Chuck was so inspired that as a 31-year-old who’d never played tennis in his life, he picked up a racket, went to his local tennis court, and started hitting a ball off the wall. One day, another Korean guy approached him and invited Chuck to join his group. Chuck explained that he was totally new and didn’t even know how to swing the racket properly, but the other player assured him that they would teach him. Ever since then, Chuck has played with that New Jersey tennis club. His animation is palpable when talking about how fun it is, and he’s now pleased to have a reputation as an excellent player and highly-sought opponent in his tennis community. Even here, his unique perception may play a part. In tennis, Chuck explains, being flexible helps a great deal to get to the ball. But he isn’t flexible: he shows me his attempt at touching his toes and his hands barely reach past his knees. Instead, he believes his ability to predict what his opponent will do and where the ball will go is what gives him the upper hand on the court.
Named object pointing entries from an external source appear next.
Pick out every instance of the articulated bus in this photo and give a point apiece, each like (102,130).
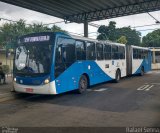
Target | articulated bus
(53,63)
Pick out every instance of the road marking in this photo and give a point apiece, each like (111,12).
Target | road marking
(155,83)
(98,90)
(145,87)
(142,87)
(149,88)
(101,89)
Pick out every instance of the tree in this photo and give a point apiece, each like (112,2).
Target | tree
(152,39)
(9,32)
(122,40)
(107,32)
(112,33)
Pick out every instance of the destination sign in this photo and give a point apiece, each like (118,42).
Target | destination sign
(36,39)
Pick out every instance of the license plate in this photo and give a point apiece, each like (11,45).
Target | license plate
(29,90)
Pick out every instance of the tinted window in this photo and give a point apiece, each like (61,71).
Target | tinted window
(65,55)
(135,53)
(107,51)
(115,53)
(80,50)
(121,51)
(91,51)
(99,51)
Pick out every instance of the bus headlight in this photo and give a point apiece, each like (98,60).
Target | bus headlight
(46,81)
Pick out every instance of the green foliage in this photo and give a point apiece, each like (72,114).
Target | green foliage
(152,39)
(9,32)
(122,40)
(112,33)
(5,69)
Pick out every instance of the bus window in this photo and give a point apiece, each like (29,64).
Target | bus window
(121,51)
(99,51)
(91,51)
(80,50)
(135,53)
(107,52)
(65,54)
(115,54)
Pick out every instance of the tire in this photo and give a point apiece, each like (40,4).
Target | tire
(83,84)
(118,76)
(142,71)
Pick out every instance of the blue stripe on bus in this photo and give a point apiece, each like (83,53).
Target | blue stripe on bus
(146,64)
(69,79)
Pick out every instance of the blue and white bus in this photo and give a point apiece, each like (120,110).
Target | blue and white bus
(53,63)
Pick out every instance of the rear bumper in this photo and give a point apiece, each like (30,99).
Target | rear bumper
(40,89)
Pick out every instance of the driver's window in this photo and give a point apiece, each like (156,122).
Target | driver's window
(65,54)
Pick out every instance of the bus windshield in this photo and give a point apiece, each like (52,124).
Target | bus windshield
(33,59)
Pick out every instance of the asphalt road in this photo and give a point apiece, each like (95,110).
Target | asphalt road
(135,101)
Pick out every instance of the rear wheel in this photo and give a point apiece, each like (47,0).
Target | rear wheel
(142,71)
(118,76)
(83,84)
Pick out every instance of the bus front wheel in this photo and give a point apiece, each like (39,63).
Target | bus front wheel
(83,84)
(118,76)
(142,71)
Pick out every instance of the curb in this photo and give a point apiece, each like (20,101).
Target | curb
(7,96)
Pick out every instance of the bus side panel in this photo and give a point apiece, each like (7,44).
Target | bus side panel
(69,79)
(129,52)
(139,63)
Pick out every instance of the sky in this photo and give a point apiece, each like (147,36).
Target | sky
(15,13)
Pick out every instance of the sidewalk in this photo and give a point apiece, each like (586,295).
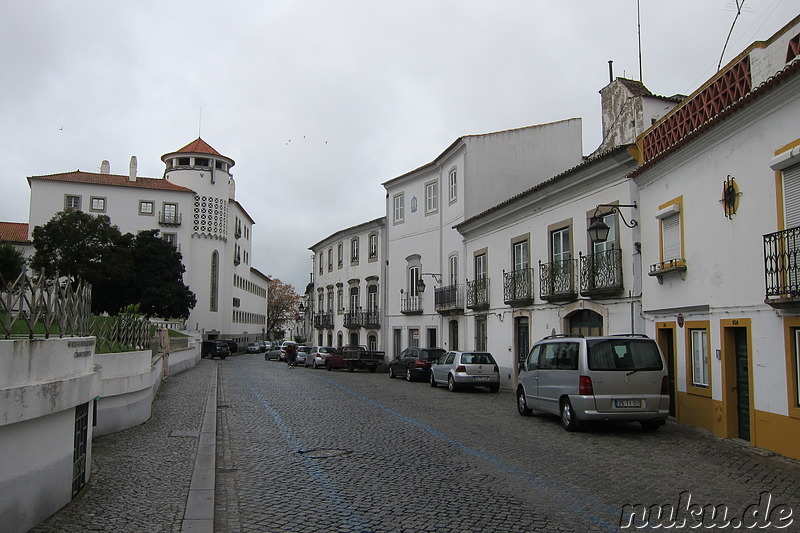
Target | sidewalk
(158,476)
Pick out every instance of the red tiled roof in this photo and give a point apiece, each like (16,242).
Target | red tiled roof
(199,146)
(13,232)
(113,180)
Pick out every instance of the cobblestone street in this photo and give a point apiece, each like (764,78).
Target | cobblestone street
(309,450)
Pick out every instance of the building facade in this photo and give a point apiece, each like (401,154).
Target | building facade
(346,301)
(194,207)
(423,206)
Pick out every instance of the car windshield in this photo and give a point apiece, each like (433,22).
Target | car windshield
(431,355)
(477,359)
(623,354)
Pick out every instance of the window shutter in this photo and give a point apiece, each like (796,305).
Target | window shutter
(671,233)
(791,196)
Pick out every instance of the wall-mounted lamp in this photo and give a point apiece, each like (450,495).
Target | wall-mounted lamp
(598,230)
(421,284)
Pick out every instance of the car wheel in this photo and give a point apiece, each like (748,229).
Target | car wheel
(568,419)
(522,404)
(650,425)
(451,384)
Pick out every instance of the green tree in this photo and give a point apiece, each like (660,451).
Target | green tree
(12,262)
(282,306)
(158,283)
(77,245)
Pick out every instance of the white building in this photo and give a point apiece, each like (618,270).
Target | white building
(471,175)
(347,300)
(719,189)
(194,207)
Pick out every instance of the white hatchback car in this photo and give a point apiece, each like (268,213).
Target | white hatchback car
(465,369)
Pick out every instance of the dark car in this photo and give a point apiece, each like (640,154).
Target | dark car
(414,363)
(232,346)
(215,348)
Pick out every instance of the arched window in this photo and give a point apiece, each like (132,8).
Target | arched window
(214,300)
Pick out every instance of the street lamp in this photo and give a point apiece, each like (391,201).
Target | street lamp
(598,230)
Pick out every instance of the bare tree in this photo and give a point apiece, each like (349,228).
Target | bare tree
(282,307)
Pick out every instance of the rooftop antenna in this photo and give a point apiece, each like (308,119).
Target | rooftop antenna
(639,28)
(739,6)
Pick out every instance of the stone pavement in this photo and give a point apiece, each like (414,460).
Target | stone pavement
(156,477)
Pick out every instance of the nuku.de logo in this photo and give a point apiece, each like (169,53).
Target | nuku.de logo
(688,515)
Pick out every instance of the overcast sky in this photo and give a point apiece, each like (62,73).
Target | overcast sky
(320,101)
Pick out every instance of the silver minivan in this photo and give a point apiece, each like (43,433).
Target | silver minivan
(619,377)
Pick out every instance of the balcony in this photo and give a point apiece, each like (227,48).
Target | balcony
(782,269)
(601,274)
(518,287)
(557,281)
(478,293)
(169,219)
(449,300)
(411,305)
(323,320)
(371,319)
(352,319)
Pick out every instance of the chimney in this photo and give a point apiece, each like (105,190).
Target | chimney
(132,173)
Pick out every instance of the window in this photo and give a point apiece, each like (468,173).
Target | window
(399,208)
(431,197)
(699,347)
(354,299)
(214,282)
(480,266)
(452,186)
(72,202)
(146,207)
(520,256)
(453,270)
(98,204)
(480,333)
(373,246)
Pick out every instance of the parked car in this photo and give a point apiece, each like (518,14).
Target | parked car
(621,377)
(465,369)
(232,346)
(414,363)
(214,348)
(315,358)
(302,354)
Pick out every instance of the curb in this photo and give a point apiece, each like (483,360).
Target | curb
(199,514)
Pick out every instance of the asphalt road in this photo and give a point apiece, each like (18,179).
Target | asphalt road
(310,450)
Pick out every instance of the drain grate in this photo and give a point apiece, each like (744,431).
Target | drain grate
(324,453)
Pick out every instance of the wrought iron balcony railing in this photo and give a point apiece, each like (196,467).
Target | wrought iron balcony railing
(518,287)
(557,280)
(478,293)
(782,265)
(601,273)
(449,299)
(411,305)
(323,320)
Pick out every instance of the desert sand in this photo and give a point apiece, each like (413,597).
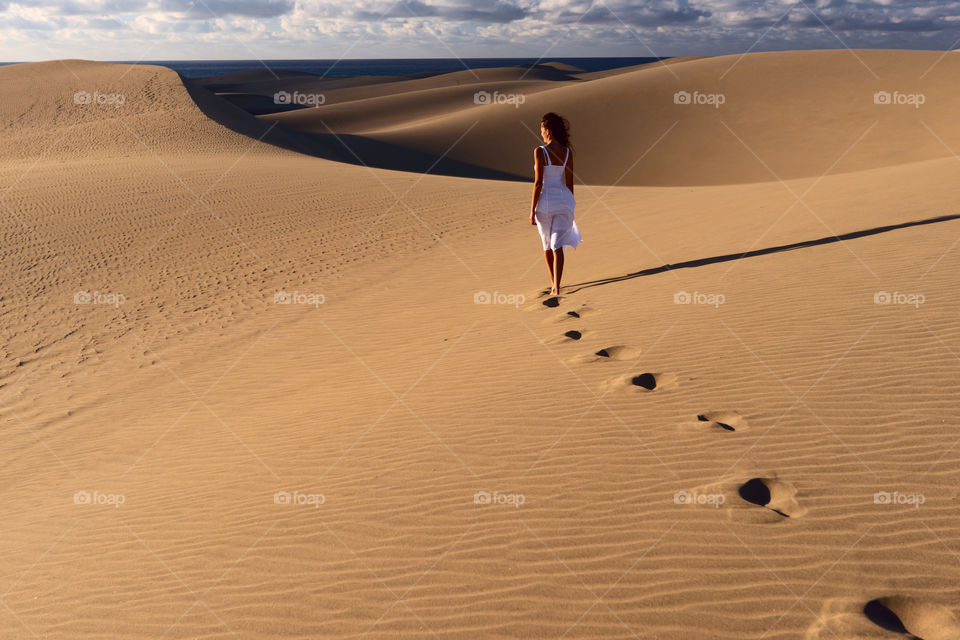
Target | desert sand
(249,386)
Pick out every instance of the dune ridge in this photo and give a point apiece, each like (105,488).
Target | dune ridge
(398,459)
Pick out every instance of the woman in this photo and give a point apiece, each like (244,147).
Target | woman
(553,201)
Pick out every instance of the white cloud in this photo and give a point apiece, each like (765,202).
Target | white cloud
(372,28)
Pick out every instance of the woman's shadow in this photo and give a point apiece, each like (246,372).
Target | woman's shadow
(758,252)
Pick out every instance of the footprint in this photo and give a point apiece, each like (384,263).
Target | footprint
(618,352)
(573,335)
(607,354)
(648,381)
(914,617)
(726,420)
(777,495)
(571,314)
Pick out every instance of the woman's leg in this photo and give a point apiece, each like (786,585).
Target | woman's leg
(557,271)
(548,254)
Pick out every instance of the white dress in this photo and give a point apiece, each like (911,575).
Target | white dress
(554,213)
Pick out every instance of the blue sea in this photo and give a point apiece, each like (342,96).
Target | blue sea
(377,67)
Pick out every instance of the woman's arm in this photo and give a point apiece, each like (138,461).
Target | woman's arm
(537,184)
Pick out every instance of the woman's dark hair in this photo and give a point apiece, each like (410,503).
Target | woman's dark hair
(558,127)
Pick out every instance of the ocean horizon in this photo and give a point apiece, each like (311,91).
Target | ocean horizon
(349,68)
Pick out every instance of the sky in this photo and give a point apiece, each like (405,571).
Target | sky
(331,29)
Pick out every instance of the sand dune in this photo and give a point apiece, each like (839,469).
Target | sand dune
(247,391)
(798,122)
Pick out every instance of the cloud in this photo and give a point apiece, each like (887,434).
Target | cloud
(426,28)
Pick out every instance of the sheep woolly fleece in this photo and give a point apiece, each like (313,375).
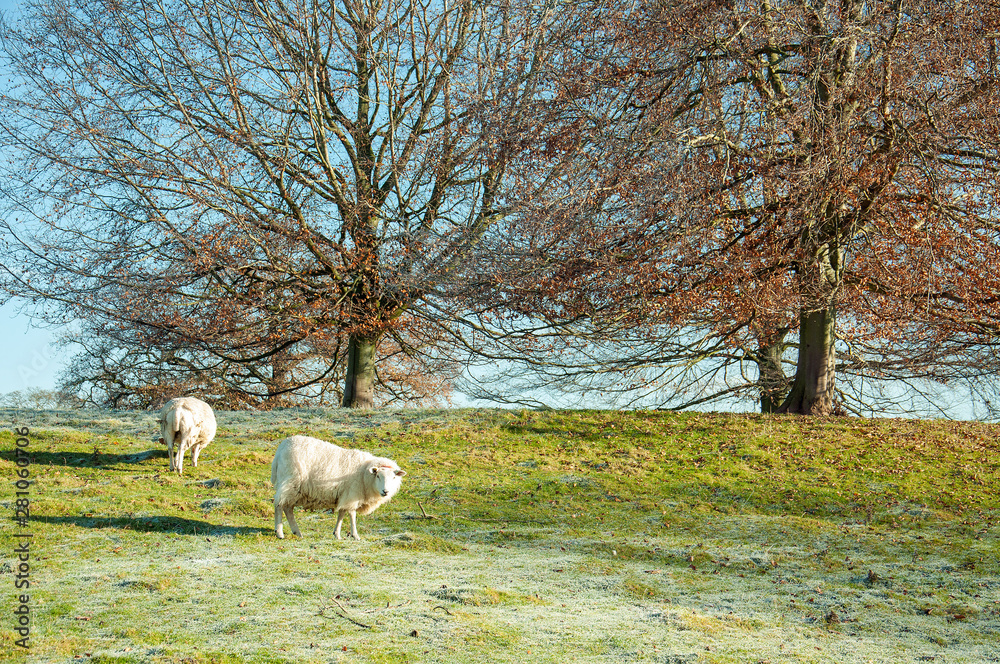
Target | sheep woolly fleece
(186,423)
(314,474)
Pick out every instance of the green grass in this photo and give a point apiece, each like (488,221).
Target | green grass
(577,535)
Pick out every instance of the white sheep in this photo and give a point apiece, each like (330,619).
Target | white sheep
(314,474)
(186,423)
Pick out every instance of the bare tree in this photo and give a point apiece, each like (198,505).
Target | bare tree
(245,178)
(776,177)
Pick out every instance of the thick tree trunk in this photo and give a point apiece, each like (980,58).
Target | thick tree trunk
(812,390)
(359,387)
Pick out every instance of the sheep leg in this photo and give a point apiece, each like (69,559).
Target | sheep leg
(354,525)
(340,518)
(291,521)
(277,522)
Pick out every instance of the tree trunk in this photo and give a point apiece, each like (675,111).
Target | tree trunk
(359,387)
(812,390)
(771,379)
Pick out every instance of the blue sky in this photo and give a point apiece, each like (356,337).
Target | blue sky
(27,358)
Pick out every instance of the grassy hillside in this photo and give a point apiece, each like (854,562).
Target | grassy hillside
(517,536)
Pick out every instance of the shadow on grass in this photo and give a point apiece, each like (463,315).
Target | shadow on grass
(153,524)
(95,459)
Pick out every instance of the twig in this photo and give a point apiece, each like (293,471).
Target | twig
(388,606)
(344,615)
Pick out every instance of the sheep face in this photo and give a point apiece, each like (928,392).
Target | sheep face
(387,480)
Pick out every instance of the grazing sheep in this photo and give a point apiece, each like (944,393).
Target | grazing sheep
(186,422)
(313,474)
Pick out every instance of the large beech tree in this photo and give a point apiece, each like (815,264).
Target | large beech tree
(245,178)
(775,176)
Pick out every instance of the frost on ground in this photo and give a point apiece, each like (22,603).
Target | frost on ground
(133,566)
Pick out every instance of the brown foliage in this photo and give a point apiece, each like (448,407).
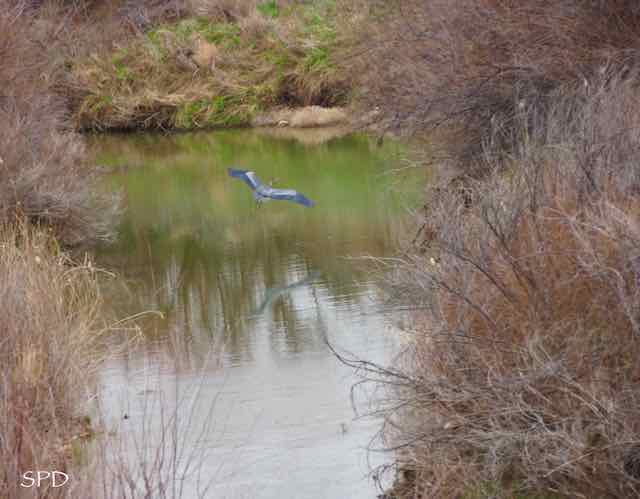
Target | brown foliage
(43,175)
(524,368)
(49,321)
(468,65)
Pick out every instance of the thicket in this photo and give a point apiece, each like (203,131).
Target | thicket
(50,203)
(214,64)
(521,378)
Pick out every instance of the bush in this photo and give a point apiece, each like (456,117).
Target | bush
(43,175)
(50,325)
(524,362)
(462,66)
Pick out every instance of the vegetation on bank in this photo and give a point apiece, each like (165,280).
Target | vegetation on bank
(521,379)
(218,64)
(49,204)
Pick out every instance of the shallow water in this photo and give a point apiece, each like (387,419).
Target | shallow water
(247,299)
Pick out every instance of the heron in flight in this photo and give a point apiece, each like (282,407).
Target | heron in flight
(262,192)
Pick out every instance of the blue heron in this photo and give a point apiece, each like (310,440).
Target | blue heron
(262,192)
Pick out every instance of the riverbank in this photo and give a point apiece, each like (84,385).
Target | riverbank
(522,376)
(217,67)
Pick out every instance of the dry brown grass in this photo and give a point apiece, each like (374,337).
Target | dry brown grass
(523,371)
(43,174)
(50,326)
(160,78)
(467,64)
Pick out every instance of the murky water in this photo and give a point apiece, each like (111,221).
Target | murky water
(248,297)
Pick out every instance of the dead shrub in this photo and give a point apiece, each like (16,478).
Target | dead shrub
(523,371)
(468,64)
(50,322)
(44,177)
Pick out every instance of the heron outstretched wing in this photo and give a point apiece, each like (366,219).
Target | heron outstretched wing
(250,178)
(285,195)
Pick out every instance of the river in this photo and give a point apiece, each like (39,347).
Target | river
(232,306)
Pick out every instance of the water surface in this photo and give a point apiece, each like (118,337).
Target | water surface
(248,298)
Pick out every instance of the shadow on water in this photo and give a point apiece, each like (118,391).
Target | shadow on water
(266,283)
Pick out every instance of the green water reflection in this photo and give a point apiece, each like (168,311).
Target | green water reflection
(194,246)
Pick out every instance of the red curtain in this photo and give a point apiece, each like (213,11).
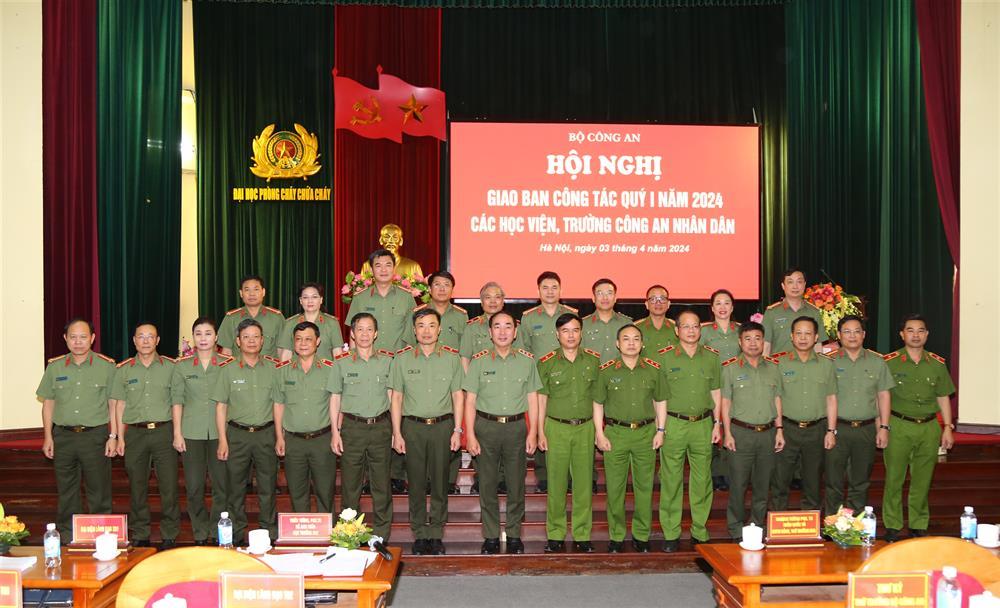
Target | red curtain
(939,24)
(377,181)
(69,152)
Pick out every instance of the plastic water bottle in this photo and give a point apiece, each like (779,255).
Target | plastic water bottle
(949,594)
(968,521)
(870,523)
(53,553)
(226,531)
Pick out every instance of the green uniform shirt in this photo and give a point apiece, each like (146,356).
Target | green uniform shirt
(751,389)
(330,336)
(247,391)
(363,386)
(80,392)
(538,330)
(778,324)
(805,386)
(304,394)
(726,343)
(270,320)
(569,385)
(603,337)
(691,379)
(918,385)
(394,313)
(192,387)
(628,394)
(145,390)
(501,384)
(426,382)
(859,382)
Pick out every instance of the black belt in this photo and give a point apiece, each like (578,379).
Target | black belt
(364,420)
(703,415)
(927,418)
(251,428)
(638,424)
(501,419)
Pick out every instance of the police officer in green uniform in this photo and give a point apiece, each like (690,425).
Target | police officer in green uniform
(302,422)
(78,422)
(693,426)
(244,416)
(270,320)
(144,406)
(657,330)
(863,384)
(566,432)
(922,389)
(501,388)
(751,419)
(359,396)
(778,316)
(195,434)
(331,339)
(426,383)
(630,412)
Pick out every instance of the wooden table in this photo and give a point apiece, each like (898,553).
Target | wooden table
(94,583)
(781,577)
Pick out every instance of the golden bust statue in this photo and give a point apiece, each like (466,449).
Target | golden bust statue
(391,237)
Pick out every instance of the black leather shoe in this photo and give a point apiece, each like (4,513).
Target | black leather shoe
(491,546)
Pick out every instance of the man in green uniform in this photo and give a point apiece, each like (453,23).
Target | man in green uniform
(751,419)
(195,434)
(270,320)
(630,395)
(501,388)
(78,423)
(863,384)
(426,383)
(144,407)
(331,339)
(566,432)
(778,316)
(922,389)
(693,426)
(809,406)
(244,416)
(302,422)
(359,394)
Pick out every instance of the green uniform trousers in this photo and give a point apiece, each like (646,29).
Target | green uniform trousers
(200,458)
(144,450)
(630,449)
(853,458)
(691,441)
(802,447)
(255,450)
(570,456)
(911,445)
(80,455)
(367,448)
(751,465)
(428,452)
(310,460)
(501,443)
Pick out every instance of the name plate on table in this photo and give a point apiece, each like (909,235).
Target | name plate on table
(794,529)
(305,529)
(246,590)
(888,590)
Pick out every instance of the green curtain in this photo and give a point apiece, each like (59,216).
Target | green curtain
(257,64)
(138,169)
(862,203)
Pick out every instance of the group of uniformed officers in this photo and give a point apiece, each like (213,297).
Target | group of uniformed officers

These days, he still wakes up at six in the morning almost every day to play tennis before work. As of recent years, he’s also started teaching children tennis down over in Riverside Park. He didn’t expect to enjoy teaching at first, but soon realized that it was another form of helping people, not so different from helping people with physical ailments, and brought the same sort of satisfaction.


After work (and maybe tennis lessons), Chuck heads home across the river to New Jersey, where he’s lived ever since he moved to the States. Despite his decades long presence in Morningside Heights (“Everybody knows Chucky”), he calls a Bergen County suburb home. He loves his neighborhood, a quiet, tree-lined spot. The quiet is good for his health, he says. That’s why he also keeps his space clear of unnecessary electronic devices. The combination of a healthy diet, stress management, exercise, and whatever other tidbits of health advice we didn’t cover, has kept him in remarkable health. His vision is still 20/20, his hair is barely graying, and he can run as he pleases. There’s no chairs in the shop: we do the whole 90-minute interview standing.
I’m at the age of 56 and I still get up with a new body every morning.
Now that his daughter is off to college and things are winding down at the store, what’s next? First things first: he’s going to relax. He might do some traveling, or eventually move back to the countryside in South Korea. Maybe he’ll keep teaching tennis. But he doesn’t think too much about the future right now. One way or another, he’s sure he will keep helping people.
“Whenever I help people, without money, I feel great.”
I’d be remiss not to end this article with Chuck’s advice to you. I asked him what health advice he’d give to the whole world, and reader, here it is:
#1: “Eat whole food, please. Don’t try to eat manmade food. Try to eat whole food as much as you can, avoid man-made.”
#2 “There’s no such thing as a stress-free life. So what do you have to do? Manage the stress. You have to find a way out. You have to find it for yourself. Everyone has different stress relievers.”
That’s solid advice if I ever did hear some.

Much thanks to Chuck for taking the time to speak with me and being a wonderful interviewee. If you’re around the Upper West Side, I highly recommend stopping by to stock up on grains, beans, nuts, and dry fruits in bulk—bring your own bag, because why not?.